Agonistic and aggressive
Displacement
Displacement most often occurs during competition for valued resources such as food, mates, shelter and good resting places. The dominant animal approaches a subordinate, who then moves away to avoid potential conflict. Dominant animals exert their dominance in subtle ways, which helps to conserve energy. In captivity, distributing resources so that they cannot be monopolised by dominant animals reduces stress for subordinates.
Aggressive approach
Approaching with staring face and an aggressive stance, including lunging with the tail up, are signs of dominance. Aggressive approach is typically performed by a dominant animal towards a subordinate.
Chase
Dominant animals will chase lower ranked animals away from resources where there is high competition, and use aggression to gain access.
Slap ground
Threat action, often accompanied by open mouth stare. For videos of slap ground, see the RHVIDEO site.
Lunge
Threat action
Branch shake
Size and aggression display to drive away potential threats. Most frequently given by males in response to other males, humans or perceived threats. In captivity, macaques will sometimes shake the home cage structure [7].
Dominant mount
An animal may exert its dominance over another by mounting it. Dominant mounting often occurs during tense situations, as dominant animals seek to re-affirm the hierarchy.

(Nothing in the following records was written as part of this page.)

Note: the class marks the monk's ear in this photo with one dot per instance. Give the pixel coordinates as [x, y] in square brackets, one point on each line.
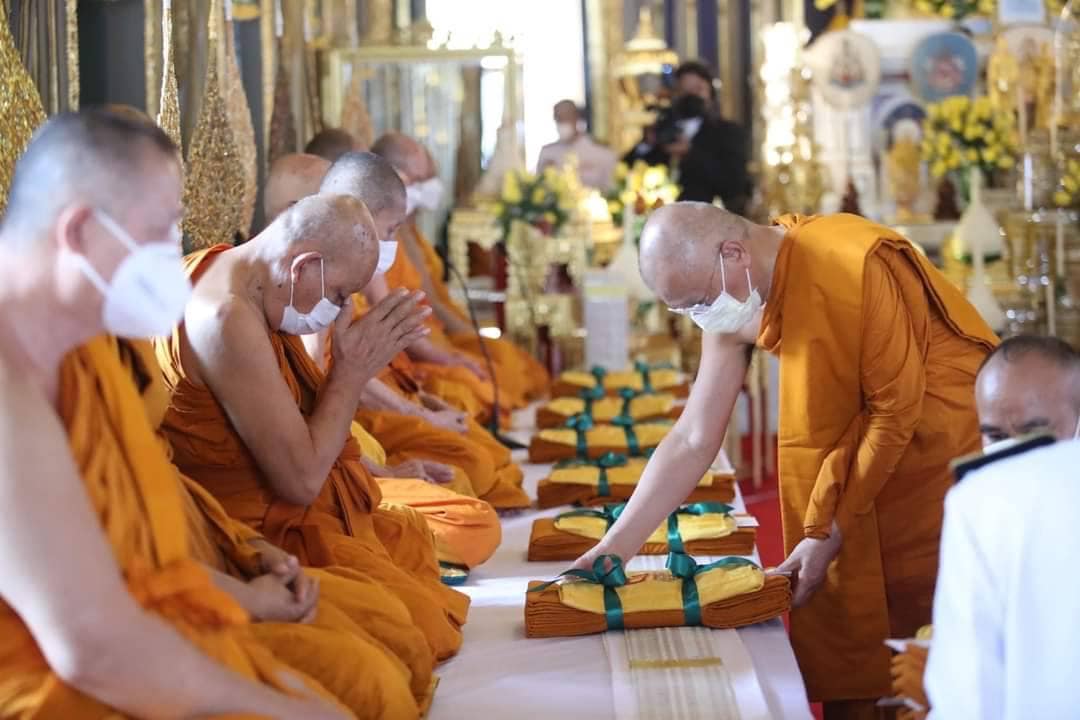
[71, 229]
[302, 259]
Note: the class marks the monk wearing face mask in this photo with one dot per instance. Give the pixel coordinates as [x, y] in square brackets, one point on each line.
[878, 355]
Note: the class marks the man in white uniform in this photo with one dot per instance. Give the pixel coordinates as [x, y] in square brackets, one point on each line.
[595, 162]
[1006, 621]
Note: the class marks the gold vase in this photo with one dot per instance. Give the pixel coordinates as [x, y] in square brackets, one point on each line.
[214, 186]
[21, 109]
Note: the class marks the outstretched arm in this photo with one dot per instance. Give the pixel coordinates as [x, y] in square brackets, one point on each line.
[686, 453]
[58, 573]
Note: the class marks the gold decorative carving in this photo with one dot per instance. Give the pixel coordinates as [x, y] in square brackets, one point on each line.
[21, 109]
[215, 180]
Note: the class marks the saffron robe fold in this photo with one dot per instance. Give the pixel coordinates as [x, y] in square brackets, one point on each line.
[345, 526]
[878, 355]
[491, 474]
[348, 608]
[521, 377]
[132, 488]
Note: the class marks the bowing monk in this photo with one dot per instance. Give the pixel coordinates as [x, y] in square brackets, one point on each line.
[408, 421]
[878, 355]
[454, 340]
[91, 238]
[1029, 384]
[256, 422]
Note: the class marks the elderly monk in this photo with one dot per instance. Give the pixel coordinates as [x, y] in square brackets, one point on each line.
[454, 338]
[333, 143]
[409, 422]
[421, 440]
[1029, 384]
[91, 233]
[256, 421]
[878, 355]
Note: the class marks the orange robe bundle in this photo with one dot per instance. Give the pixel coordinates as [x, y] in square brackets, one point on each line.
[651, 599]
[580, 485]
[878, 355]
[343, 527]
[489, 471]
[549, 542]
[520, 376]
[348, 608]
[660, 380]
[134, 491]
[584, 438]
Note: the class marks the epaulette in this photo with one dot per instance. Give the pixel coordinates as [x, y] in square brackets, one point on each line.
[961, 466]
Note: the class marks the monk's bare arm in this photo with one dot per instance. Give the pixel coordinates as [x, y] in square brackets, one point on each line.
[686, 453]
[58, 573]
[239, 364]
[893, 384]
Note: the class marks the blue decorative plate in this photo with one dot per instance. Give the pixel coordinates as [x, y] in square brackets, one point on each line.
[944, 65]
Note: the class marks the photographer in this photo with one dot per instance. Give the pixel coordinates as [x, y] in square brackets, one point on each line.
[709, 152]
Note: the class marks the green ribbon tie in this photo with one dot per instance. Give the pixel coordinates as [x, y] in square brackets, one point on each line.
[590, 395]
[609, 579]
[604, 462]
[626, 423]
[686, 568]
[581, 423]
[674, 538]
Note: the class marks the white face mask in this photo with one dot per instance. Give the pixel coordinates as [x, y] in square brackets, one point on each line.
[318, 318]
[726, 314]
[148, 290]
[388, 253]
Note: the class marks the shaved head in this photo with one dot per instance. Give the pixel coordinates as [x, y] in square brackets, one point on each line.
[1028, 383]
[292, 177]
[331, 144]
[410, 159]
[97, 158]
[679, 252]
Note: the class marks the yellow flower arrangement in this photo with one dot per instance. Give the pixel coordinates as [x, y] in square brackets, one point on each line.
[543, 201]
[959, 134]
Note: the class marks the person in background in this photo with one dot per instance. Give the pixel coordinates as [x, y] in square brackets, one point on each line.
[709, 152]
[595, 162]
[333, 143]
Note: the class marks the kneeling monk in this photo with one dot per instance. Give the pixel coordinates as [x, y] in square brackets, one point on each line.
[878, 355]
[104, 611]
[255, 421]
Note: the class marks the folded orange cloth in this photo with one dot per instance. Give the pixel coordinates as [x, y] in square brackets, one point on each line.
[553, 494]
[549, 543]
[545, 616]
[907, 670]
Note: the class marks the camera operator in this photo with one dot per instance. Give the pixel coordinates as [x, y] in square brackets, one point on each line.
[709, 152]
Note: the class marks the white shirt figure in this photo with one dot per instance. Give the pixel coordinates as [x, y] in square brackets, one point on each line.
[1007, 608]
[595, 162]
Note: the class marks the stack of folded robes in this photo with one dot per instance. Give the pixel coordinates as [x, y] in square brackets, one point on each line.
[726, 594]
[642, 379]
[603, 409]
[581, 438]
[612, 478]
[698, 529]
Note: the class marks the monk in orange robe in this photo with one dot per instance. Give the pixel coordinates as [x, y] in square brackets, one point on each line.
[878, 355]
[104, 613]
[521, 378]
[255, 421]
[310, 615]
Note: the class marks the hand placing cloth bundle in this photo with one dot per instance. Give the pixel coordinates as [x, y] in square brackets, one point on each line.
[582, 438]
[698, 528]
[726, 594]
[642, 379]
[603, 408]
[612, 478]
[908, 667]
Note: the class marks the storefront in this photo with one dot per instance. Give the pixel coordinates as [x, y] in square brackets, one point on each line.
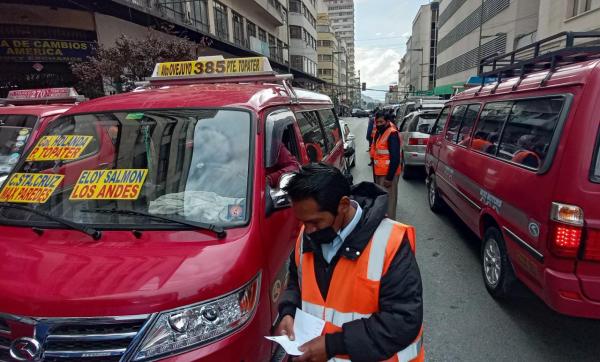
[39, 56]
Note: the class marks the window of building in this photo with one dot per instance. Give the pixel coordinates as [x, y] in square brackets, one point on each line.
[331, 127]
[221, 23]
[454, 122]
[528, 132]
[296, 6]
[262, 35]
[312, 135]
[238, 29]
[467, 124]
[487, 131]
[295, 32]
[250, 29]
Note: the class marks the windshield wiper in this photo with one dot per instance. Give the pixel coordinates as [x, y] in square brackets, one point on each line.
[198, 225]
[95, 234]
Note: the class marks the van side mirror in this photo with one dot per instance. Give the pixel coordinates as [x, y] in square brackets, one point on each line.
[278, 198]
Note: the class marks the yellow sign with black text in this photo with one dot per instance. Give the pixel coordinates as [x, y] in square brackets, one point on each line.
[57, 148]
[34, 188]
[122, 184]
[212, 67]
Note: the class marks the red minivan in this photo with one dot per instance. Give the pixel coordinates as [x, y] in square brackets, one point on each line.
[176, 248]
[517, 161]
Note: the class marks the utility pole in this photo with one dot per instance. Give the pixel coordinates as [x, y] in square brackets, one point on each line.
[480, 33]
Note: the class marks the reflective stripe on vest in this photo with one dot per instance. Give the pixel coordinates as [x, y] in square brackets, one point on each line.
[354, 287]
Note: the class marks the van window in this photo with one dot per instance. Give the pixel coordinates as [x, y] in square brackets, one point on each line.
[331, 127]
[312, 135]
[487, 131]
[528, 132]
[438, 128]
[467, 124]
[454, 123]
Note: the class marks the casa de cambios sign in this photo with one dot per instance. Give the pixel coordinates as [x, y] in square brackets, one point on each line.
[47, 50]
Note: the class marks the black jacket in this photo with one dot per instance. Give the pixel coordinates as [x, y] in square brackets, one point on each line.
[399, 319]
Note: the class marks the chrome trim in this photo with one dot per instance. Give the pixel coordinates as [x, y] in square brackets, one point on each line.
[536, 254]
[88, 353]
[91, 337]
[460, 193]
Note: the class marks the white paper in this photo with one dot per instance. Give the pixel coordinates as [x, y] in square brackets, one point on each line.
[306, 328]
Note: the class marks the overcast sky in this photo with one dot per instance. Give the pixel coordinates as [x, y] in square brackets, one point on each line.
[382, 28]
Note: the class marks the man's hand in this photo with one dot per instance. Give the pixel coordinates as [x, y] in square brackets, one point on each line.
[286, 327]
[313, 351]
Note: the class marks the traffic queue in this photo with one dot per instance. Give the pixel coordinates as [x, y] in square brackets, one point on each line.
[190, 218]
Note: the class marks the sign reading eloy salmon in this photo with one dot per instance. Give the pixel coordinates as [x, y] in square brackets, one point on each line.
[34, 188]
[56, 148]
[123, 184]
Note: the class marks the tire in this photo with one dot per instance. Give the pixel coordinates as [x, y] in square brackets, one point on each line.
[436, 204]
[498, 275]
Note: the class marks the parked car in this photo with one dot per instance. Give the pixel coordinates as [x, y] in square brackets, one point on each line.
[357, 112]
[179, 234]
[414, 133]
[349, 145]
[518, 162]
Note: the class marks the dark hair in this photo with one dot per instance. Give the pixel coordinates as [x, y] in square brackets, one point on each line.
[380, 114]
[321, 182]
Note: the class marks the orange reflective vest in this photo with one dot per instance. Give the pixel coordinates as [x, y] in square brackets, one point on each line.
[354, 289]
[380, 152]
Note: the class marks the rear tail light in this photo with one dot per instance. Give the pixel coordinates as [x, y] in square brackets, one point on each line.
[566, 230]
[592, 245]
[417, 141]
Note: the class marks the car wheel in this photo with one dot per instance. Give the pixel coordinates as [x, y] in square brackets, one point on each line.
[498, 275]
[436, 204]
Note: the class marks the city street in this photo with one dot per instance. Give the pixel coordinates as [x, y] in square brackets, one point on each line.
[462, 322]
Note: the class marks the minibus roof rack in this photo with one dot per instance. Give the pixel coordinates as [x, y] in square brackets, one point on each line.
[561, 49]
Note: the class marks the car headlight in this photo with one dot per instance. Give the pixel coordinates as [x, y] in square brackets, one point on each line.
[192, 326]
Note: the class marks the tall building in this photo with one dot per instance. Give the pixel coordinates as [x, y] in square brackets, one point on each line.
[235, 28]
[341, 13]
[421, 49]
[467, 34]
[303, 35]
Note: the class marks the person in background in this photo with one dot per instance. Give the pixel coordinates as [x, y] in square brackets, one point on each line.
[385, 151]
[355, 269]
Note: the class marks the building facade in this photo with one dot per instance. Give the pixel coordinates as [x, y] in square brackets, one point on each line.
[470, 30]
[303, 35]
[235, 28]
[421, 50]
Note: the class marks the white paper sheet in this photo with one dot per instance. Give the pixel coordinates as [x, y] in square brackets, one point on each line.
[306, 328]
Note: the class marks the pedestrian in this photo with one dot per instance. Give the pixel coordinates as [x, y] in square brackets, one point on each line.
[354, 268]
[385, 152]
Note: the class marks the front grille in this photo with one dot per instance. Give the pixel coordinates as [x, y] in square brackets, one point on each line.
[76, 339]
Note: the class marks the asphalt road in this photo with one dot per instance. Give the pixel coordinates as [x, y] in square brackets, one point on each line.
[462, 322]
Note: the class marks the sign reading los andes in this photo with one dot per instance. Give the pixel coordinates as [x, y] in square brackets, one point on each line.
[44, 49]
[122, 184]
[57, 148]
[23, 94]
[35, 188]
[212, 66]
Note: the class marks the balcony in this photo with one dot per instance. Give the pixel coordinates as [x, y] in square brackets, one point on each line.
[272, 8]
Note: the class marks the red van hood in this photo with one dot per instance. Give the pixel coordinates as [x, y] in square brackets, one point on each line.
[67, 274]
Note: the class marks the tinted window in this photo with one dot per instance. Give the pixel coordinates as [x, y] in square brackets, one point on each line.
[312, 135]
[487, 131]
[528, 132]
[441, 122]
[467, 124]
[331, 127]
[454, 123]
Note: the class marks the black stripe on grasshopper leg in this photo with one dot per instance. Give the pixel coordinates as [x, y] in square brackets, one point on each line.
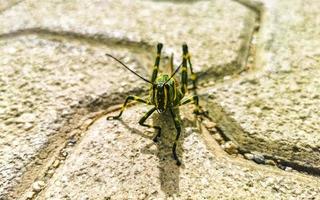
[194, 99]
[177, 124]
[130, 97]
[193, 76]
[157, 62]
[144, 118]
[184, 73]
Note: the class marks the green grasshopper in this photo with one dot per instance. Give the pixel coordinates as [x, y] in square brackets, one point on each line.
[165, 94]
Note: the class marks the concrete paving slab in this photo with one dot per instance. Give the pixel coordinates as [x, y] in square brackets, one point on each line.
[47, 83]
[118, 160]
[54, 71]
[7, 4]
[225, 37]
[274, 110]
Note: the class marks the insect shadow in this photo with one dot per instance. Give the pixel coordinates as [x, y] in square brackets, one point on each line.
[169, 171]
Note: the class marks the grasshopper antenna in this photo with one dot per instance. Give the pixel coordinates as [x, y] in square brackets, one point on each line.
[128, 68]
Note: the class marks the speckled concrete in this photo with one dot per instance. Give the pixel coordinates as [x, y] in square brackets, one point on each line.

Push, Grab, Fight/Wrestle, Bite, Hit
Physical contact behaviours which can result in injury only occur when aggressive interactions cannot settled by non-contact means.
Stare
Threat action
Submissive and fearful
Avoidance
Subordinates will avoid or move away from dominant or aggressive animals, to avoid physical contact which may result in injury.
Rump present
Rump present indicates submission, performed by subordinates towards dominants [11]. Females may also present their rumps to males to solicit copulation.
Lean away
During potentially threatening social situations, macaques may lean away from a conspecific to avoid physical contact which may result in injury. For video of lean away, see the RHVIDEO site.
Look away
A subordinate will turn its back to a dominant individual to avoid eye contact and potential aggression.
Flee
Flee is a fear response in which a macaque runs away from a perceived threat. Seen during aggressive encounters, in the presence of predators, and when surprised [7].
Freeze
Freeze is a response in which a macaque stops all activity and remains still while assessing threat. Seen during aggressive encounters, in the presence of predators, and when surprised.